The Campbell Playhouse (also known as Campbell Soundstage, TV Soundstage, and Campbell Summer Soundstage [summer hiatus only, see below]) is an American drama anthology television series that, in its various forms, originally aired on NBC from June 6, 1952, to September 3, 1954. The series was sponsored by the Campbell Soup Company.

== Radio series ==

The television series was based on the 1938–1940 radio series of the same name. The radio version was originally aired on CBS as The Mercury Theatre on the Air beginning July 11, 1938. The series made its last broadcast under that title on December 4, 1938. After that, the Campbell Soup Company sponsored the radio drama and renamed it The Campbell Playhouse. The Campbell Playhouse made its radio debut on December 9, 1938.

Orson Welles served as the host of the program.

The series offered 60-minute adaptations of famous novels and plays and, on certain occasions, adaptations of popular motion pictures of the time.

The radio program ended on March 31, 1940.

== Television series ==

=== Campbell Playhouse ===
The television version of Campbell Playhouse premiered on NBC on June 6, 1952, on Fridays from 9:30 to 10 p.m. Eastern Time as the summer replacement for The Aldrich Family. Filmed episodes included:
- "The Cavorting Statue" - Cesar Romero, Ann Rutherford
- "Return to Vienna" - Cameron Mitchell, Ruth Warrick
- *This Little Pig Cried" - Frances Rafferty, Robert Rockwell

=== Campbell Soundstage ===
In July 1953, the series (retitled Campbell Soundstage) returned as a permanent replacement series. (The Aldrich Family went off the air on May 29, 1953). It was broadcast live from New York and featured stories with surprise endings. This live version of the series ended its run on May 28, 1954, when it was replaced on June 4, 1954 with a filmed summer version, titled Campbell Summer Soundstage [see below].

The April 23, 1954, episode was "The Almighty Dollar" with Mildred Dunnock, Henry Hull, Mildred Natwick, and Parker Fennelly.

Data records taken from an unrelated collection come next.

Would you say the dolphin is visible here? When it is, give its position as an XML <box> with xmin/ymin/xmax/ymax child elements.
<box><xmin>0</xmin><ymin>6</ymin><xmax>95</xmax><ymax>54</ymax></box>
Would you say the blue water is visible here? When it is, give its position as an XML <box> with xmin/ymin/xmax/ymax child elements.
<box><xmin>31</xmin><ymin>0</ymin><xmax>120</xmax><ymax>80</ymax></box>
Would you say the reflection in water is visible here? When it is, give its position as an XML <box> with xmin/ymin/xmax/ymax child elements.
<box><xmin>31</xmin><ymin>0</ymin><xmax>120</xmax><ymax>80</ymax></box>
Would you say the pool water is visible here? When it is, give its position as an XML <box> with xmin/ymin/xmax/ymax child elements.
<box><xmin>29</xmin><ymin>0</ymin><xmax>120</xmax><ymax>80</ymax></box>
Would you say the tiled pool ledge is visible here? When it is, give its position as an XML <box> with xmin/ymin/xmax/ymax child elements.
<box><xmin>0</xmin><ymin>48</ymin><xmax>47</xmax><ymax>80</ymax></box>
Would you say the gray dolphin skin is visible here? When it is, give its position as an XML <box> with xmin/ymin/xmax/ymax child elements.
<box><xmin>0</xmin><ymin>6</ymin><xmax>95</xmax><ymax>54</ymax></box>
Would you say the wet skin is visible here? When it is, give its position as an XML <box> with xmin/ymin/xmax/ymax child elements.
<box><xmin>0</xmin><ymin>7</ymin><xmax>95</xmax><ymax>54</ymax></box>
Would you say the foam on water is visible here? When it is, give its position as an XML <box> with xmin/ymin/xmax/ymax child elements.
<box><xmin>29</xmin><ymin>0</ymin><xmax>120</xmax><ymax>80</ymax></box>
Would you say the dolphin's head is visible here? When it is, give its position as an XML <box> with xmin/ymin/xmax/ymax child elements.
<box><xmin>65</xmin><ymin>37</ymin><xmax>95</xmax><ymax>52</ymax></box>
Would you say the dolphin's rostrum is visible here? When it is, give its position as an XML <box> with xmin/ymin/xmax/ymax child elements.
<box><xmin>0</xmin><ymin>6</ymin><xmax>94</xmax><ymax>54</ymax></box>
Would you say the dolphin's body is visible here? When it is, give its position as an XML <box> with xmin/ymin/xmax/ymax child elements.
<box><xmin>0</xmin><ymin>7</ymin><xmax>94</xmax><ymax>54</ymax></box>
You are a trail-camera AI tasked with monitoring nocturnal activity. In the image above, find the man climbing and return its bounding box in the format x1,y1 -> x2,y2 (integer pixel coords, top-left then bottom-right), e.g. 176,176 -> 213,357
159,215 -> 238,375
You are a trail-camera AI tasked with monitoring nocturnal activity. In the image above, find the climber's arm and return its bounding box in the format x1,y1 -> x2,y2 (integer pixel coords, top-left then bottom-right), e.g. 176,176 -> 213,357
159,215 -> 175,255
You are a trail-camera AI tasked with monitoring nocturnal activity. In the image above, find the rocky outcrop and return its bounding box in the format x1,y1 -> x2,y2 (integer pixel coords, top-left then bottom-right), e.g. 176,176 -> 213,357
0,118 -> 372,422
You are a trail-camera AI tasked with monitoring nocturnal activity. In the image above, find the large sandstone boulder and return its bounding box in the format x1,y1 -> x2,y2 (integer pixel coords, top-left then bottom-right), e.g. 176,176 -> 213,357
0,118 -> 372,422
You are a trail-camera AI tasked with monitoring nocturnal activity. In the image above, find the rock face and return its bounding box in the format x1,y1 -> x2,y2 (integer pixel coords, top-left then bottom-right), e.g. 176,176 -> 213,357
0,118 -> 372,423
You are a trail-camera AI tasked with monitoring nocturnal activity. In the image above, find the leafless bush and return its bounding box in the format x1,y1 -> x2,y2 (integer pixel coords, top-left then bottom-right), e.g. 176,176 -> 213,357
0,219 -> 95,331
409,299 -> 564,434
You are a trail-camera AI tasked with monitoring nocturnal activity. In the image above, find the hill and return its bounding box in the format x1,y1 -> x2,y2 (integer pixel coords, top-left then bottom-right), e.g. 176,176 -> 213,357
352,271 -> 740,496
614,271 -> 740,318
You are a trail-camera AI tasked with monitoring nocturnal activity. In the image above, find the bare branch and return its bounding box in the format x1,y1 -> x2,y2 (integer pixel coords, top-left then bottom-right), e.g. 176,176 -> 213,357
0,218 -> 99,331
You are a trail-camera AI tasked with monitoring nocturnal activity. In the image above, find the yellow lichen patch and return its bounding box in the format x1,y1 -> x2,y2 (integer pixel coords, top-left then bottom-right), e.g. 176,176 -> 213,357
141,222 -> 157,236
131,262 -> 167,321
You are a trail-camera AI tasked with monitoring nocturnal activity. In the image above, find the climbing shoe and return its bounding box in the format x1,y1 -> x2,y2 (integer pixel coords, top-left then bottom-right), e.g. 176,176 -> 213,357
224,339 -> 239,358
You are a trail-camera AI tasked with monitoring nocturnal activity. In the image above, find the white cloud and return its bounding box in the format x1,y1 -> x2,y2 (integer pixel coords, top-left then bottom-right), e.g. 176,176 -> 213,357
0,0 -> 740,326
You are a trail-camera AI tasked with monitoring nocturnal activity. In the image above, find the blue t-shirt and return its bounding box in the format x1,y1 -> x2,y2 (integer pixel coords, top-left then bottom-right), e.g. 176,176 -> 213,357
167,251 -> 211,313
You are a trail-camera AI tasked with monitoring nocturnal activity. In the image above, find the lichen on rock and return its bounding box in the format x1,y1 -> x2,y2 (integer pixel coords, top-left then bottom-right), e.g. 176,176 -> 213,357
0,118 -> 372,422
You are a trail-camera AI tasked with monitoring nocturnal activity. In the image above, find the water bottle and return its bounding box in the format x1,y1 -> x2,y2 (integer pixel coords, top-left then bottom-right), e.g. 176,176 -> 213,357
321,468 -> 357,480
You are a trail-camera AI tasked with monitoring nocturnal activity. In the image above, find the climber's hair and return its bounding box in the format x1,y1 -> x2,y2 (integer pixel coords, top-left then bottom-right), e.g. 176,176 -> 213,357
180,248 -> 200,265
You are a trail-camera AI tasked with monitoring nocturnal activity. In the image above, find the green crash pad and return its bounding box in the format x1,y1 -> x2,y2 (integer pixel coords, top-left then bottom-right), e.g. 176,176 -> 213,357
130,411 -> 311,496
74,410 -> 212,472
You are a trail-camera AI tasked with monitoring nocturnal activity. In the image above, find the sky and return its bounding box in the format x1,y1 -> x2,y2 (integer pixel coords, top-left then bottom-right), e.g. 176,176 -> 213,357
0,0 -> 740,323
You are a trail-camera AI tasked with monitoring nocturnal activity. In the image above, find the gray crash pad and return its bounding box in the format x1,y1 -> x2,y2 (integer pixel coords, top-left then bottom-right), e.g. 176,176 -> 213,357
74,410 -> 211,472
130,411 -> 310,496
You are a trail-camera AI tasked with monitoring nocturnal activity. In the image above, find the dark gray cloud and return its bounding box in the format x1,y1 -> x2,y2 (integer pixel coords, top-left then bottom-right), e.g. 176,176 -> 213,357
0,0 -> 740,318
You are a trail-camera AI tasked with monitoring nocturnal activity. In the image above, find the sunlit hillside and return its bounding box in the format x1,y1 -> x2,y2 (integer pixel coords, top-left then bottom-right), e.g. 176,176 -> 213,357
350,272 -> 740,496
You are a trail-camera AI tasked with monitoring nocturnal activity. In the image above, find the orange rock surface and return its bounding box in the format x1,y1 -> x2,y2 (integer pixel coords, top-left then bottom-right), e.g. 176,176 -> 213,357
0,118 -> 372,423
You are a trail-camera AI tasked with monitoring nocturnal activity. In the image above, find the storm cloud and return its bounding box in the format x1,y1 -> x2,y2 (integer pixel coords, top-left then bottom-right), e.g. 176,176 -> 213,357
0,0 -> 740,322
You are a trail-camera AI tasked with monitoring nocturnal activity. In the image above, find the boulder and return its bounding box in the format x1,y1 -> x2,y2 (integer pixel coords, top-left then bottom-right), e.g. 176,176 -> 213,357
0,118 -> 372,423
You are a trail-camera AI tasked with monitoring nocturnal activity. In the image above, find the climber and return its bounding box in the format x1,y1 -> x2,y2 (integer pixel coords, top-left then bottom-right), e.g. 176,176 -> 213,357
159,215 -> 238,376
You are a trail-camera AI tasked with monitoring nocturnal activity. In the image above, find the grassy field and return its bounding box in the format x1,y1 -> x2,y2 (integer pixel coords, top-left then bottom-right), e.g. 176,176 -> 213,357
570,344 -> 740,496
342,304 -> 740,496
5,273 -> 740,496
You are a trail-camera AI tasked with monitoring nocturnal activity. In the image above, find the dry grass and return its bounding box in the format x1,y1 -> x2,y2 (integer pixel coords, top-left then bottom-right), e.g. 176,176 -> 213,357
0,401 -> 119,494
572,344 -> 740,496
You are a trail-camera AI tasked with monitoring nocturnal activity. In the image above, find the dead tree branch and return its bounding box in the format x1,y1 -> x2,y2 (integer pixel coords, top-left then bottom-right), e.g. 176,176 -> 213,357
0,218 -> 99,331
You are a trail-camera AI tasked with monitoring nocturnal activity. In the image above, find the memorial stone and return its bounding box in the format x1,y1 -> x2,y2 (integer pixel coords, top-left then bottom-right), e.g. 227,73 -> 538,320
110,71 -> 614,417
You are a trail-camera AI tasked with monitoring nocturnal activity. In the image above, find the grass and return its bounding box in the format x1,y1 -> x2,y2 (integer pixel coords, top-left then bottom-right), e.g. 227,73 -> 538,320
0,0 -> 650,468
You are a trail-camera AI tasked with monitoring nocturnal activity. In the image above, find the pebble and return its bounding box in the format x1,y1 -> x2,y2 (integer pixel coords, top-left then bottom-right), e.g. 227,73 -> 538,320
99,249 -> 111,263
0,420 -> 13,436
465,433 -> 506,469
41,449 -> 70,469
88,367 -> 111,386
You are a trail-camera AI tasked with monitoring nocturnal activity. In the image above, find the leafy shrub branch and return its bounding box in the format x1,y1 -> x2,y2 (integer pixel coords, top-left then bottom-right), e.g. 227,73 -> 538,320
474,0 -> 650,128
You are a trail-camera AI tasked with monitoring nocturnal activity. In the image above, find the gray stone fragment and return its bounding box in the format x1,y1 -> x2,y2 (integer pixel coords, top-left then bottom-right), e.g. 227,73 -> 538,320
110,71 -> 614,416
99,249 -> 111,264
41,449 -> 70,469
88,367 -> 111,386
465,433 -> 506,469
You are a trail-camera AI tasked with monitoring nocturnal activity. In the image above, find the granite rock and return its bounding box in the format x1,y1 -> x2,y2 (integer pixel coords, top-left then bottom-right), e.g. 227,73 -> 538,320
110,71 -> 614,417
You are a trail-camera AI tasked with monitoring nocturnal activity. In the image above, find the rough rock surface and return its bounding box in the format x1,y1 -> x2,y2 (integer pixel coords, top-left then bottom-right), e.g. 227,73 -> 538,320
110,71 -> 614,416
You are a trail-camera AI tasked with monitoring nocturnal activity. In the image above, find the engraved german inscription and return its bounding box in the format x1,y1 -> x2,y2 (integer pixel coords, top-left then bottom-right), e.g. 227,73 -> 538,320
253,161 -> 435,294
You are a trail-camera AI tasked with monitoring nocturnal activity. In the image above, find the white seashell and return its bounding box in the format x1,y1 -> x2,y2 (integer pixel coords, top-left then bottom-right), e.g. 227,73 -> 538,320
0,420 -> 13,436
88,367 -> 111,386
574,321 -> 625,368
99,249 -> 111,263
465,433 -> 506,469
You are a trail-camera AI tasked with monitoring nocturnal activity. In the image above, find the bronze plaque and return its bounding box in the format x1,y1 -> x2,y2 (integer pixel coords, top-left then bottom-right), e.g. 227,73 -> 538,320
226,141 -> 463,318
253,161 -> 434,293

Other actors who starred in episodes included:

- James Dean
- Lillian Gish
- Brian Keith
- Jack Lemmon
- E. G. Marshall
- Walter Matthau
- Roddy McDowall
- Betsy Palmer

=== Campbell Summer Soundstage ===
On June 4, 1954, the name of the series was changed to Campbell Summer Soundstage. It reverted back to filmed episodes, some of which were reruns of episodes of Ford Theatre.

It was a short-lived revival of the television series. The series aired reruns of anthology series such as ABC's Gruen Playhouse, (later known as Gruen Guild Theatre), and DuMont's Dramatic Shorts.

===Directors===
- Garry Simpson
- Alex Segal
- Don Appell
- Marc Daniels
- Richard Irving
- Don Medford

===Producers===
- Martin Horrell (also served as executive producer)
- Marc Daniels (also served as associate producer)

==Broadcast history==
Campbell Playhouse aired on Fridays at 9:30–10:00 pm for its entire run. Campbell Soundstage and Campbell Summer Soundstage aired at that time as well.